For every other retail brand advertising on Google, this platform clash creates what Tinuiti calls a "rare window of opportunity." With the biggest competitor stepping away, the immediate effects are a drop in cost-per-clicks (CPCs) and a significant volume of ad impressions becoming available. This allows rivals to acquire customers at a lower cost, boost lifetime value, and fundamentally rewrite market share math. Tinuiti's data from Q2 2025, when Amazon had previously pulled back temporarily, showed that advertisers experienced the strongest Google Shopping ad-click growth since 2022. This proves that such disruptions create real, tangible openings. While it's uncertain if Amazon's exit is a temporary test or a new normal, the event serves as a powerful reminder of the inherent instability of the platform ecosystem. The ground beneath marketers' feet can shift without warning. This underscores the critical need for diversified strategies and the agility to recognize and capitalize on these fractures in the landscape as they appear.

Conclusion

The very definition of a "channel" is becoming fluid, dissolving into a more complex and fragmented mosaic of digital environments. The path to performance in 2025 and beyond is not a well-trodden road but a series of newly discovered territories. Success is no longer determined by who can best optimize a legacy platform, but by who can most astutely identify and activate within these redefined spaces. This means mastering the art of targeting a consumer's mindset, not just their search query. It requires re-architecting measurement to see the shoppable living room in CTV data and the new storefronts in mobile gaming apps. It demands a new appreciation for creative as the key to unlocking the emotional, brand-building potential of the digital shelf. And it calls for the strategic foresight to see the tactical opportunities that arise when the giants of the industry redraw their maps. The marketers, analysts, and strategists who thrive will be those who abandon outdated navigational charts and become expert explorers of this new, ever-changing world.


Frequently Asked Questions (FAQ)

Q1: With contextual moving to "mindset" targeting, what's the most practical first step for an agency to adapt? A1: The most practical first step is to evolve campaign planning beyond simple keyword lists. Agencies should partner with contextual vendors that offer advanced semantic analysis capable of identifying sentiment, tone, and nuance. Begin by testing creative variations that are explicitly designed to align with the predicted emotional tone of a content environment, not just its topic, and measure performance against traditional keyword-based approaches.

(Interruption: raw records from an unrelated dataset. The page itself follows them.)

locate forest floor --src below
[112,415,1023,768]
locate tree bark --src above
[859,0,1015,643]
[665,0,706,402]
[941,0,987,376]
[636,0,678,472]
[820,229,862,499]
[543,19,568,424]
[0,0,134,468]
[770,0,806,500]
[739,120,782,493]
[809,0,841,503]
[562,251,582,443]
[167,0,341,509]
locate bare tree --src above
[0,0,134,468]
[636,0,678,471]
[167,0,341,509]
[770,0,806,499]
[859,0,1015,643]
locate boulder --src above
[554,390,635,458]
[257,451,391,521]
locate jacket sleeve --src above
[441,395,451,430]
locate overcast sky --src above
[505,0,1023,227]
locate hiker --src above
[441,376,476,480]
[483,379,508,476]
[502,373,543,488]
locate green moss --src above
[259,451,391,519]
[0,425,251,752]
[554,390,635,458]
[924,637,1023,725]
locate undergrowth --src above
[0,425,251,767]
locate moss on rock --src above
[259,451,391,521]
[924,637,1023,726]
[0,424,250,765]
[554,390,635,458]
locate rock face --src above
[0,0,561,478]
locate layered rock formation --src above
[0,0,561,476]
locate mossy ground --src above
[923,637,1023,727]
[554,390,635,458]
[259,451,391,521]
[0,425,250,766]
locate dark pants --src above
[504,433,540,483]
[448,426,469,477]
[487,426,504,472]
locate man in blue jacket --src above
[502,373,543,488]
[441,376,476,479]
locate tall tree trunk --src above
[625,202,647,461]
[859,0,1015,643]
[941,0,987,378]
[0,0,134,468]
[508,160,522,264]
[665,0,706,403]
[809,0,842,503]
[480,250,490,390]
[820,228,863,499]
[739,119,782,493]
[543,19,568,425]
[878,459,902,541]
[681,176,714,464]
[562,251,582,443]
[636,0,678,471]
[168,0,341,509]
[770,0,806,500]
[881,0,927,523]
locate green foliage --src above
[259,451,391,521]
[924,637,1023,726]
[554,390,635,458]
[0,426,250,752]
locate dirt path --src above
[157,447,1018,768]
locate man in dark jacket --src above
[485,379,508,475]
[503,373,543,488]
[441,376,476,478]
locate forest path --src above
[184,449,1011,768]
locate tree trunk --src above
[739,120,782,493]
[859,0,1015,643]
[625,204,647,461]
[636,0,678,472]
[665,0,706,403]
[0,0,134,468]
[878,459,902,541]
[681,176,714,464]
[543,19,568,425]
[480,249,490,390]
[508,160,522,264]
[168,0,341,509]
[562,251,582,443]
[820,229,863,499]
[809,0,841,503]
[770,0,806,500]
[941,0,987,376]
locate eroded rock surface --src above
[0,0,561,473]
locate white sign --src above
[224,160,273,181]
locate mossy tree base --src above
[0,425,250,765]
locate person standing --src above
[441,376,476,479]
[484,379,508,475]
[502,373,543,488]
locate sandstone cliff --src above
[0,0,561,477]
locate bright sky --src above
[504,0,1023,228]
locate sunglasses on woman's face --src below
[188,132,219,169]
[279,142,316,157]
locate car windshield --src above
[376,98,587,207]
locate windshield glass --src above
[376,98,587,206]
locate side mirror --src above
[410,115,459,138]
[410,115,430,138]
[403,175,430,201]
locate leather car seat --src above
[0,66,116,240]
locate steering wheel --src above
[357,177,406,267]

Q2: My last-click models show emerging channels like mobile gaming are underperforming. How do I justify investment to my CMO? A2: Acknowledge the limitations of your current model and present a case for evolving your measurement stack. Use the data from Fairing—that 80% of mobile game-driven customers are misattributed by last-click models—as evidence that you're likely blind to the channel's true impact. Propose implementing a post-purchase attribution survey ("How Did You Hear About Us?") as a low-cost, high-insight method to capture true customer discovery and prove the channel's incremental value beyond what flawed click-based data can show.

Q3: Amazon's exit from Google Shopping seems like it could be temporary. Is the "window of opportunity" real, or just a short-term blip? A3: It should be treated as both. Tactically, it is a very real and immediate opportunity to capture market share at a potentially lower customer acquisition cost. Brands should act decisively to capitalize on the reduced competition. Strategically, it is a powerful signal of the escalating "AI turf wars" between major platforms. Even if Amazon returns, the event demonstrates the inherent volatility of the ecosystem and validates the need for diversified, agile marketing strategies that are not overly reliant on any single channel or competitor's presence.